Image: Leigh Prather/

Over the last two weeks I’ve written about the difference between the retirement benefits of CSRS and FERS employees, and the special benefit arrangements made for those who are covered by CSRS Offset. Today I want to spell out the benefits that are provided to the spouses of federal employees and retirees.

Survivor death benefits before retirement: FERS
If you are married and covered by FERS, your spouse’s benefit would depend on how long you’ve been employed. If you’ve been on the job for at least 18 months but less than 10 years, your spouse would receive a lump-sum payment of $37,055 in 2022, plus a lump-sum payment that is the greater of either one-half of your annual basic pay or one-half of your “high-3.”

If you have 10 or more years of service, your spouse would receive all of the above, plus a survivor annuity equal to 50 percent of what you would have received if you had retired on the day you died. Any unmarried children under the age of 18 would also be eligible for survivor benefits—age 22 if they are still in school. There isn’t any age restriction on them if they were incapable of self-support because of a disability that occurred before age 18 and they are unmarried.

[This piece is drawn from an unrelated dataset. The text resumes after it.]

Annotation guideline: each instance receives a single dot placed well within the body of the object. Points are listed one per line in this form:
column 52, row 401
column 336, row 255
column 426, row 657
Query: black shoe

Survivor death benefits before retirement: CSRS
If you are married and covered by CSRS, your spouse will receive 55 percent of the annuity you would have received if you were retired when you died. Any children who meet the criteria spelled out under FERS would also be eligible for survivor benefits.

Note: The FERS and CSRS survivor annuities for both spouses and children are increased annually by cost-of-living adjustments (COLAs).

Survivor death benefits after retirement
You are required by law to provide a full survivor annuity for your spouse. The only exceptions are if 1) your spouse agrees in a notarized writing to a lesser amount or none, or 2) there is a court order assigning your survivor benefit to a former spouse.

Under FERS rules, you can elect a survivor annuity that equals either 50 percent or 25 percent of your annuity. The reduction in your basic annuity for a FERS full survivor annuity is exactly 10 percent. For a partial FERS annuity, it’s reduced by 5 percent.

Under CSRS rules you may elect a survivor annuity ranging from $1 per year up to 55 percent of your basic annuity. To pay for that benefit there would be a reduction in your base annuity. If you elected the maximum amount, your annuity would be reduced by approximately 10 percent.

The survivor annuity you elect will be increased by annual cost-of-living adjustments (COLAs) and will continue to be paid for the life of your survivor unless he or she remarries before age 55. That annuity will be increased by any COLAs you received since you retired. From then on, the survivor annuity will be increased by any future COLAs, as would those for your eligible children.

Life insurance and the Thrift Savings Plan
In addition to any survivor annuities your spouse may receive, he or she will be entitled to the proceeds of your Federal Employee’s Group Life Insurance and Thrift Savings Plan account, unless there is a court order that assigns these benefits to someone else or you had designated them toward someone else.

Health benefits
If your spouse receives a survivor annuity and was covered under either the Self Plus One or Self and Family option of your Federal Employees Health Benefits plan when you died, he or she and all eligible children can continue that coverage. If the annuity amount is less than the premiums required, your spouse will be able to make payments directly to OPM to cover the cost.